Having written last week about what (should) happen when an online journal dies, by pure coincidence I had a discussion on twitter earlier this week with two former colleagues about capacity and data retention, and how you make up estimates of capacity and usage.
It’s been my experience there’s no real guidelines for for archival systems on retention – there are various state, federal, not to mention contractual, restrictions on how long you have to keep data.
And at that point it all descends into a handwaving mess.
So what data do you keep and for how long?
I don’t know, and I’m sure you don’t either.
So let’s look at the case of data that’s been put in some sort of repository to support the publication of a research paper.
Journals that require you to make available the data you based your conclusions on usually mean the data that you used for the underlying analysis.

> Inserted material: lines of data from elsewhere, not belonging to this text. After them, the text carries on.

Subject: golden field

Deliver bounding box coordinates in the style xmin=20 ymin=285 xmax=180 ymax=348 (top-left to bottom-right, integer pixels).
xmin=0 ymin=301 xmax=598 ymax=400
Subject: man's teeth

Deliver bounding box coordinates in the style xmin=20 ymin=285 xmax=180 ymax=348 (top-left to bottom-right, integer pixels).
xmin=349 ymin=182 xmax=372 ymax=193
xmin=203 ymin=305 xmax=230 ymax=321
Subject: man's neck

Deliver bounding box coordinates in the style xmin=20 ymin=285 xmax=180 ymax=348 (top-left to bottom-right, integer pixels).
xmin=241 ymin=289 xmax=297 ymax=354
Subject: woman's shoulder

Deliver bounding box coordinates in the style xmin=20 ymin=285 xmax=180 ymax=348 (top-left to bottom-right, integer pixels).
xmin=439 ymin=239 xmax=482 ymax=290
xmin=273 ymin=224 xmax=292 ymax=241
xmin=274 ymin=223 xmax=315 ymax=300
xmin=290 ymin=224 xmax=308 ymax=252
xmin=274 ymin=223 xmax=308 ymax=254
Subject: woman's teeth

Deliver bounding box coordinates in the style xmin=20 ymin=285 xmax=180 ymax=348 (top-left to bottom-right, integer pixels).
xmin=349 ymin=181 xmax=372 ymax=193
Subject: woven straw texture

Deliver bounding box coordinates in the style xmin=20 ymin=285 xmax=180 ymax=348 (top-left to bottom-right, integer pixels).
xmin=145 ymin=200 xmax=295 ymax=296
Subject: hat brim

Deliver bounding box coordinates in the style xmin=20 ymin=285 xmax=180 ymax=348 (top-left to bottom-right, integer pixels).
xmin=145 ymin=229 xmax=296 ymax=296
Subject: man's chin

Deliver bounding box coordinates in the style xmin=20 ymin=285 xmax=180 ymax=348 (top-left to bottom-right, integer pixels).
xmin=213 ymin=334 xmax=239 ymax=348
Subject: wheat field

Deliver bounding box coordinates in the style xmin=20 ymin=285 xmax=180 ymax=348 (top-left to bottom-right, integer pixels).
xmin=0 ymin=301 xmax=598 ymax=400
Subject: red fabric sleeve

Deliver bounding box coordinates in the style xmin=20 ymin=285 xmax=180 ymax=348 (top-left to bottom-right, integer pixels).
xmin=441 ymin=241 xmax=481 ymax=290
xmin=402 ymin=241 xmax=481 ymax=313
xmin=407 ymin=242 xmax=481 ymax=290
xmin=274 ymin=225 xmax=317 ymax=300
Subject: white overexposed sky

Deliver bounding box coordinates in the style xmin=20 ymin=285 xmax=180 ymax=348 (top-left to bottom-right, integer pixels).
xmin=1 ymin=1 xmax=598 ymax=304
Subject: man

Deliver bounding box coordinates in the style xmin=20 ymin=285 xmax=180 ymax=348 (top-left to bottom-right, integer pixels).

That of course may be derived from a larger data set, and computation may have been involved. Now this big data set may already have been archived, or it may not. If it’s not archived you can’t cite it – should you archive it as well?
Probably you should, and the same goes for any scripts or code you used to carry out your analysis.

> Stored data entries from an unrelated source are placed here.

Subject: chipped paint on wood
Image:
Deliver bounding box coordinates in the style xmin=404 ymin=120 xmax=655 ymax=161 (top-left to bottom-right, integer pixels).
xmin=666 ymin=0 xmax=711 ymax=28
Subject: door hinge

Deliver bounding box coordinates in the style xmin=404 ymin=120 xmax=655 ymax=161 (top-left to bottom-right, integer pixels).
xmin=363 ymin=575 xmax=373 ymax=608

At this point your archival system starts to look like what I once called a long term curated content management system – or what the ninth century monk Nennius described as a heap of all I have found.
Storage is of course finite. It may be cheap, but it is finite, and there are costs involved in keeping it going. No one actually has any working rules about this so it’s probably best to make some up so we all know where we stand.

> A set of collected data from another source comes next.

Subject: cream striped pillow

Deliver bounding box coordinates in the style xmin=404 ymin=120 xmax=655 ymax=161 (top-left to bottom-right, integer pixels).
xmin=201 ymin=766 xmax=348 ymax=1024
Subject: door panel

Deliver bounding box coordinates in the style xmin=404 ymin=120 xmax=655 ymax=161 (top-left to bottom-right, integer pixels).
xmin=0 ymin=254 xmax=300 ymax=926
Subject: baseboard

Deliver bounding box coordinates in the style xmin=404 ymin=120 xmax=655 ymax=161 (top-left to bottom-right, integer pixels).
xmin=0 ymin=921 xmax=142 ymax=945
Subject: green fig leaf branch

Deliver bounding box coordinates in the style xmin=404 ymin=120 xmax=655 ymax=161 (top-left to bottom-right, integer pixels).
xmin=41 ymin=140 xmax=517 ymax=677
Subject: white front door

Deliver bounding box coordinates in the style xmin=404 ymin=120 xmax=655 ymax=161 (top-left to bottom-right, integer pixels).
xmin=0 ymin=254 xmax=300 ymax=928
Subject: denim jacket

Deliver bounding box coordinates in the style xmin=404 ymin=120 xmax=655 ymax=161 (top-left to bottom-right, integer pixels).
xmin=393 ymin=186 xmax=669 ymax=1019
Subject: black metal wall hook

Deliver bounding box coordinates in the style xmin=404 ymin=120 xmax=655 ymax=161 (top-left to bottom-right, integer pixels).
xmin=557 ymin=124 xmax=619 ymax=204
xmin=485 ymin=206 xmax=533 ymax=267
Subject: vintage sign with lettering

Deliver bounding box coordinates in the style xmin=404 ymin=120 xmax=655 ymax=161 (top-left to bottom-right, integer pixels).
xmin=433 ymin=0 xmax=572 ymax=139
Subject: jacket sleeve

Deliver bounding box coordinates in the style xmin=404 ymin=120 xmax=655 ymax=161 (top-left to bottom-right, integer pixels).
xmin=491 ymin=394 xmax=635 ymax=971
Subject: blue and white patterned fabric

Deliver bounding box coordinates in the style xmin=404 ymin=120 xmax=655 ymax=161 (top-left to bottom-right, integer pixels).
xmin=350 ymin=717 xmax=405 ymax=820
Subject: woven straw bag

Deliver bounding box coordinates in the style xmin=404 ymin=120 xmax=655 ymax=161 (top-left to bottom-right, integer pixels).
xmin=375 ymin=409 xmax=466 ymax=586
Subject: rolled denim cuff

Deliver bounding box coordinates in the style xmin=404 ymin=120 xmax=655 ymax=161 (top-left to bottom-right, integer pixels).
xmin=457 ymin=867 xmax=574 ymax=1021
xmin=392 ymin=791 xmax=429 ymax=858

The nice thing about rules is that we can change them if they don’t work.
So the first rule is data must be classified as to its retention status
By this I mean that when you put data into a repository you need to say whether it directly supports a publication, in which case it has to be kept for a very long time, or if it doesn’t.
On the whole the first lot of data – the permanent data – will be a lot smaller than the second lot – the non permanent data.
The second rule is that non-permanent data will be deleted after three years if it has not been accessed in the previous six months.
This means that the non permanent stuff will not clog up disk store. While one of my colleagues didn’t like the suggestion, rather than delete it, the data owners should be offered it back to keep on their personal cloud – for example Microsoft will bundle 1TB with your annual Office 365 subscription – making it a realistic option – for example I’ve got a backup of all my Dow’s project work on my personal OneDrive account plus a lot of my supporting material in OneNote.
The third rule is that after three years non permanent data will be subject to six monthly review and deleted if it has not been accessed in the previous six months.
And the reason for this is that people will try to game the system. (While it’s not quite the same, at one place I worked we gave people a small allocation of permanent storage and a large allocation of scratch storage for work in progress data – there was a lot of misplaced ingenuity that went into writing scripts to simulate access for work in progress data).
Having a rule like this makes it onerous. Obviously people can automate dummy accesses, but they then need to maintain the code they are using to simulate access. Sooner or later they’ll give up, leave, or something, and their data will age out of the system.
I’m not going to pretend this is a definitive answer – what it is is a strategy for managing the problem of data retention given that you can’t keep it all – some you can, some you have to let go …